Keep Paying Federal Student Loans Now If You Can
Most federal student loan borrowers are not required to make payments until October 2020, without the risk of accumulating interest on the balance sheet during that time.
If you find it difficult to pay bills during the coronavirus pandemic, this period of automatic abstinence can take a huge burden off your shoulders.
But if you’re not facing heavy financial labor, you might be wondering what happens if you just keep paying off your student loan debt. Is it worth making payments even if you are not required to?
First, it’s important to understand what this administrative leniency means for your loan balance. Any payments you make during this time will go to the main balance. You do not need to make a “regular” payment if you want to invest in your loans – you can pay any amount. And whether you pay little or no touch on your loans until October, there are no penalties.

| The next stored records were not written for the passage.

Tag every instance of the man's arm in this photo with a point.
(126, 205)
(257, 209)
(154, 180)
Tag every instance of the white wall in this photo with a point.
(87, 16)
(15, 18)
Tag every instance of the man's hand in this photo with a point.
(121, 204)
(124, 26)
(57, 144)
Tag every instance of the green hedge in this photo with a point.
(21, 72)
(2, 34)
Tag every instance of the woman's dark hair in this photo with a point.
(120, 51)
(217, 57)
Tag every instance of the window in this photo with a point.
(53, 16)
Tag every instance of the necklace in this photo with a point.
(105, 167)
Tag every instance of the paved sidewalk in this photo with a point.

Now, let’s look at a few scenarios to help you decide whether to try making any payments right now.
Suppose, hypothetically, you have $ 8,300 left on a student loan at 5% per annum. You have three years to pay off the loan, which means you pay around $ 248 a month. You will finish paying in April 2023 and from now on you will pay $ 655 in interest.
Right now, your loan is frozen for a while. You are not charged interest and you do not need to make payments. Maybe you can shell out a total of just $ 500 for six months of administrative leniency. This will increase your balance from $ 8,300 to $ 7,800. When repayment starts again, you will have three years of payments at $ 234 per month, and when you complete your loan repayments in April 2023, you will pay $ 616 in interest.
Okay, so getting a $ 40 rebate on interest fees may not seem like much (although you can also get your payment reduced by a $ 14 rebate per month). Let’s take a look at another scenario.
Let’s say you have decided to take all of their koronabaksy and send them through the student loan.
Let’s take that $ 1,200 off the top and your balance is $ 7,100. When the watch restarts in October, you stay on the original payment schedule, paying $ 250 a month, even if your service agent says your minimum payment is less than that. You can pay off the loan in full six months early, come out of the negative in October 2022, and pay $ 467.75 in interest. You save $ 188 in interest and pay off debt early.
If you are the one looking to fully implement your debt repayment plan right now, making one or two payments to pay off your loans (or following a “normal” repayment schedule) can have a significant impact on the size of your debt.
And any payment you make will reduce your total debt slightly because you pay less interest on a lower balance. The student loan interest rate is calculated daily , so the sooner you set aside the principal, the less interest you will have to pay over the life of the loan.
But if you’re dealing with financial instability right now, well, it might not be worth the strain trying to make student loan payments when you don’t need to .
If you have high interest debt, such as a credit card balance, it is much more important to pay that bill on time or develop a payment plan with your card issuer. And the basics of access to shelter, food, and safety go beyond any pressure to optimize your finances right now.